Gruppe am Reumannplatz

Geh-Café: Mit Frauenpower ins klima- und zukunftsfitte Favoriten

Die diesjährige Geh-Café Saison startete früher als sonst, und zwar mit einer Spezial-Ausgabe im Rahmen der ersten Wiener Frauenwoche. Hierfür führte Stadtplanerin Dr. Julia Girardi-Hoog als Guide durch Favoriten und machte mit den Teilnehmer:innen eine kleine Zeitreise durch die „viertgrößte Stadt“ Österreichs.

Der inhaltliche Schwerpunkt lag, passend zur Wiener Frauenwoche, auf gendergerechter Stadtplanung (auch „Gender Planning“ genannt). Dabei wird bei der Stadtplanung auf die individuellen Bedürfnisse aller Geschlechter Rücksicht genommen. In Wien ist es mittlerweile Teil der offiziellen Verkehrs- und Stadtplanung. „Favoriten hat sich sehr gewandelt, von einem Arbeiterbezirk zu einem jungen, aufstrebenden Bezirk“ – mit diesem Satz zur Entwicklung von Favoriten startete Dr. Julia Girardi-Hoog am Reumannplatz in das erste Geh-Café des Jahres, das am 6. März durch den zehnten Bezirk führte.
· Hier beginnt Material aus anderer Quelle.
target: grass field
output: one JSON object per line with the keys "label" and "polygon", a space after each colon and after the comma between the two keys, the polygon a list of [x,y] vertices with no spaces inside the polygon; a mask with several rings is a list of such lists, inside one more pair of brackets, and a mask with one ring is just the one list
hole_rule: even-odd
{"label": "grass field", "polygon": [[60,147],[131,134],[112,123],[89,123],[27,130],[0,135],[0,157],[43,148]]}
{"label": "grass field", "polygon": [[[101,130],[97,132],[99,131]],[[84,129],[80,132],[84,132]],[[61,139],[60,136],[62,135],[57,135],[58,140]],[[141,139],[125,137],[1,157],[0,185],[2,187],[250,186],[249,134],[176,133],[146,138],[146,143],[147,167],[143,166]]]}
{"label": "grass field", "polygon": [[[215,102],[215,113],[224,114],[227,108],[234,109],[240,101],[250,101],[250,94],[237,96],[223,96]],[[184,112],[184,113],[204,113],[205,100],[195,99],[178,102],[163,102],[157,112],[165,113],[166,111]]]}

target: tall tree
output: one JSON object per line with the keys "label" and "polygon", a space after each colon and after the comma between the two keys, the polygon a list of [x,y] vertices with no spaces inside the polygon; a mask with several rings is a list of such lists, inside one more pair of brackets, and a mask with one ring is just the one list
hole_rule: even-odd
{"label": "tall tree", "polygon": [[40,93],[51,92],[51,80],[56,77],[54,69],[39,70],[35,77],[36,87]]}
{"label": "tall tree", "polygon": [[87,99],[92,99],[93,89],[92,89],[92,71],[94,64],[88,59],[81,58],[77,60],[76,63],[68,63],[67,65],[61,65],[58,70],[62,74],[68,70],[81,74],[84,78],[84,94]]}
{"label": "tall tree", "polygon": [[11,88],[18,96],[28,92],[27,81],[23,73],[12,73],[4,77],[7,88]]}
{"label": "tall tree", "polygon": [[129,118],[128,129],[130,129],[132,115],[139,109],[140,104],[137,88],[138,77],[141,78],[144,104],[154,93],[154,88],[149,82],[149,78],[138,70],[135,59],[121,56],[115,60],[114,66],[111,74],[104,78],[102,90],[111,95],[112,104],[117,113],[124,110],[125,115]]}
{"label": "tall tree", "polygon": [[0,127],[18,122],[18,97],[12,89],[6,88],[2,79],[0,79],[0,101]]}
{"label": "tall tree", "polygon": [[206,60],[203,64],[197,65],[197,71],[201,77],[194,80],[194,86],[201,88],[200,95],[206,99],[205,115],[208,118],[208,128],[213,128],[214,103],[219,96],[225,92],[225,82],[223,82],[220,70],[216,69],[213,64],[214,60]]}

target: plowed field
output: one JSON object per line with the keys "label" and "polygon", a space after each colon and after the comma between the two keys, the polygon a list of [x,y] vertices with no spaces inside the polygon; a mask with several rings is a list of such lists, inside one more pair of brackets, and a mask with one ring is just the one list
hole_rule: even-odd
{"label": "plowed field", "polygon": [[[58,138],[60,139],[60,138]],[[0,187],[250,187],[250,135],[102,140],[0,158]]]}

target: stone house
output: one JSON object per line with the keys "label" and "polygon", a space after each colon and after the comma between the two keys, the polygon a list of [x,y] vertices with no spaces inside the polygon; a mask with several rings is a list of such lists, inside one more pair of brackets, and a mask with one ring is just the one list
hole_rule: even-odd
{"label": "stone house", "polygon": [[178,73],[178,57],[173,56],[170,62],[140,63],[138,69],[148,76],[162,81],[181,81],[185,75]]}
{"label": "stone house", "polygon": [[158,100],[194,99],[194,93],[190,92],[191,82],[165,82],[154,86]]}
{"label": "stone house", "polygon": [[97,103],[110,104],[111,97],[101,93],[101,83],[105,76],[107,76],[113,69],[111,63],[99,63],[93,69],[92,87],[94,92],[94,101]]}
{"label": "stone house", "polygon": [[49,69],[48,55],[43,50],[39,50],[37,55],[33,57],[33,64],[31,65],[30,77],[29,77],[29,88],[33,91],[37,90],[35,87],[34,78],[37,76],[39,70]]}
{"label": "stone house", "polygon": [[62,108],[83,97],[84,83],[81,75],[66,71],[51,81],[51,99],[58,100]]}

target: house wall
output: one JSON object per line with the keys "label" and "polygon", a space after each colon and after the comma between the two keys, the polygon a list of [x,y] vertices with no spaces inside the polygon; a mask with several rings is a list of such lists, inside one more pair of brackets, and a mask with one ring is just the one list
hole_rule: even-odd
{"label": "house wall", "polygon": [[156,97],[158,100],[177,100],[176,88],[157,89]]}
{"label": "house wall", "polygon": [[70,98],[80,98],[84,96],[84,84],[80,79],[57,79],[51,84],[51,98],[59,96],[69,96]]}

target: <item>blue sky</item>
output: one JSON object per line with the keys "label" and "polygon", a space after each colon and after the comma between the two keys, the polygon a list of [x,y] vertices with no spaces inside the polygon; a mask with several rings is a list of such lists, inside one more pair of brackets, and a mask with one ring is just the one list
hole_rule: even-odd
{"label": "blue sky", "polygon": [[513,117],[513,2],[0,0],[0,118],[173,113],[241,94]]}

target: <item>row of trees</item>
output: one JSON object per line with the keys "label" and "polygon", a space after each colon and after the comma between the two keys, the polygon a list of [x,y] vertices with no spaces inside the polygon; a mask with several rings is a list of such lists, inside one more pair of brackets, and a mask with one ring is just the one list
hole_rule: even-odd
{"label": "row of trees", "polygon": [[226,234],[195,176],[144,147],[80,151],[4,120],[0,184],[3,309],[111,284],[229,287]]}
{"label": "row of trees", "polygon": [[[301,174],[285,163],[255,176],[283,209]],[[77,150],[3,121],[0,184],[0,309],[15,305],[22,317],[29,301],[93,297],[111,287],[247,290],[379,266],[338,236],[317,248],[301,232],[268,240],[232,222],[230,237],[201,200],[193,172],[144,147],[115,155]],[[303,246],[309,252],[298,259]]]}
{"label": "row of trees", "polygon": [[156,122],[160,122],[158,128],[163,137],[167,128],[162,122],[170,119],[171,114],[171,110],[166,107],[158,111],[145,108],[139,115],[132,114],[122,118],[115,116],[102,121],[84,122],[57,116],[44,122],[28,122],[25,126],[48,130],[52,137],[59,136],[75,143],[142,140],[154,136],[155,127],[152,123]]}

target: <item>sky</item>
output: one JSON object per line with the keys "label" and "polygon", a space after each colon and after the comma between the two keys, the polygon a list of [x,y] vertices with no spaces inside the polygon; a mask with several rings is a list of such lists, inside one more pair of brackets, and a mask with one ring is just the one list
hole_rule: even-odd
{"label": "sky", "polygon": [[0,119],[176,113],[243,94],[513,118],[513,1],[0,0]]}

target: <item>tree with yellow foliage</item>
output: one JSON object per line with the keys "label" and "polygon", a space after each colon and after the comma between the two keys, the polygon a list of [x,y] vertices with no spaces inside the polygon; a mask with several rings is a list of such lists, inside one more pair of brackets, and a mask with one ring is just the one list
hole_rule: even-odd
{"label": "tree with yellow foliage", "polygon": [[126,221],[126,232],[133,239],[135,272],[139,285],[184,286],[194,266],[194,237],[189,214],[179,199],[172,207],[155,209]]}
Julia Giradi-Hoog vor der Geh-Café Gruppe

Dr. Julia Girardi-Hoog erklärte einiges zur gendergerechten Stadtplanung am Beispiel Favoriten. (c) Mobilitätsagentur Wien/Christian Fürthner

Europäische Sensation

Vor dem Amalienbad, das vor rund 100 Jahren gebaut wurde, begann die Reise von Julia Girardi-Hoog mit den Besucher:innen des Geh-Cafés in die Vergangenheit. Denn das Amalienbad galt bei seiner Eröffnung in den 1920er Jahren als europäische Sensation und zählte zu einem der größten Bäder des Kontinents. Neben der großen Schwimmhalle gab es Heilbäder, eine Sauna und ein Tröpferlbad. Es wurde vor allem für die Arbeiterschicht gebaut, damit sie sich einerseits nach der Arbeit noch bewegen konnten, andererseits hatten zu dieser Zeit viele Wohnungen kein fließendes Wasser oder ein eigenes Bad. Benannt ist das Bad nach der ersten Favoritner Gemeinderätin, Amalie Pölzer (1871-1924). Sie gründete 1901 den Verein sozialdemokratischer Frauen und Mädchen und galt als „Bezirksmutter von Favoriten“.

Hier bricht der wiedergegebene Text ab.